Économie
Le sort du budget de la Sécurité sociale suspendu au vote sur les recettes
L’examen du projet de financement de la protection sociale, incluant la question des retraites, pourrait être interrompu si les députés rejettent samedi la partie recettes du texte, profondément remaniée en commission.
L’Assemblée nationale se prépare à un scrutin décisif qui conditionnera la poursuite des débats budgétaires. Le rejet des dispositions fiscales entraînerait un arrêt immédiat des discussions, privant ainsi l’hémicycle de l’examen de l’article emblématique concernant la suspension de la réforme des retraites. Le ministère des Relations avec le Parlement a explicitement invité les élus à adopter cette partie du texte pour permettre la tenue des discussions sur les dépenses sociales.
Depuis le Mexique, le chef de l’État a exprimé son souhait de stabilité institutionnelle, tout en appelant à la responsabilité des parlementaires. La partie dépenses du budget inclut en effet des sujets sensibles comme la politique hospitalière et la suspension des mesures sur les retraites, ce qui constitue un argument majeur pour les partisans de la poursuite des débats.
Les positions des différents groupes politiques révèlent des calculs stratégiques complexes. Les communistes envisageraient l’abstention afin de préserver la discussion sur les retraites, tandis que le Rassemblement National souligne l’importance d’aborder également la question des dépenses. Les socialistes, qui ont obtenu la suspension de la réforme des retraites, ont objectivement intérêt à ce que les débats se poursuivent jusqu’à cet article crucial.
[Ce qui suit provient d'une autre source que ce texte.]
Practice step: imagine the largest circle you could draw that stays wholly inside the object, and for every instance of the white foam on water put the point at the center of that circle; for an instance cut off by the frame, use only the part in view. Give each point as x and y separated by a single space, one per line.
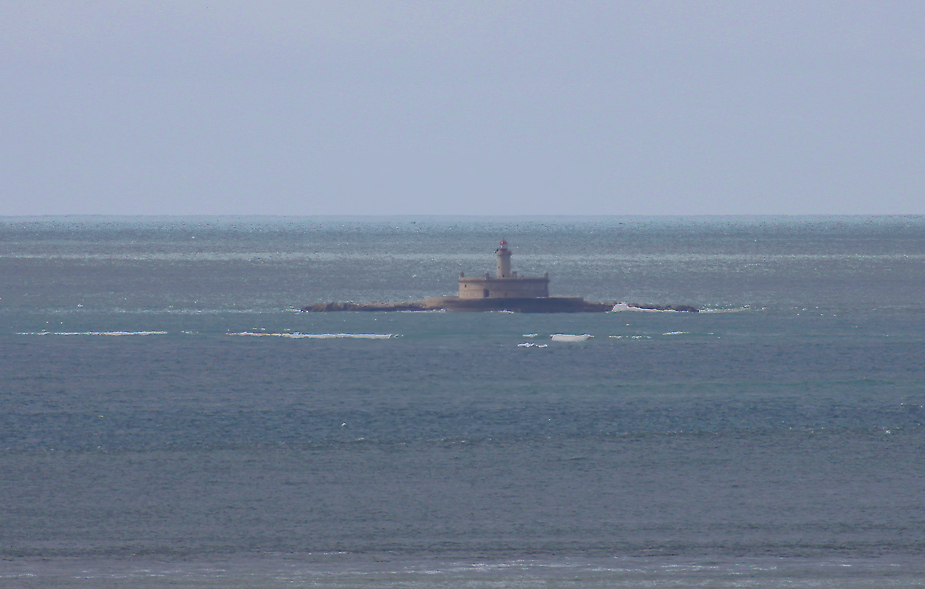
298 335
625 307
567 337
112 333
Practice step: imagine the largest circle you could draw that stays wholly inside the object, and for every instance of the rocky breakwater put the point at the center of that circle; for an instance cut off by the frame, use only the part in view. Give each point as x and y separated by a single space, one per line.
525 305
Le volet recettes a été substantiellement modifié par les oppositions, avec le retrait de plusieurs mesures fiscales controversées et l’adoption d’augmentations de contributions sur les revenus du patrimoine. Le gouvernement, bien que réservé, a laissé ces dispositions dans le texte en vue des navettes parlementaires futures.
La question du déficit social reste au cœur des préoccupations. Les récentes modifications parlementaires risquent d’éloigner l’objectif initial de réduction du déficit à 17,5 milliards d’euros pour 2026. La ministre des Comptes publics a fixé une limite maximale de 20 milliards, seuil que certains parlementaires de gauche interprètent comme une marge de manœuvre supplémentaire.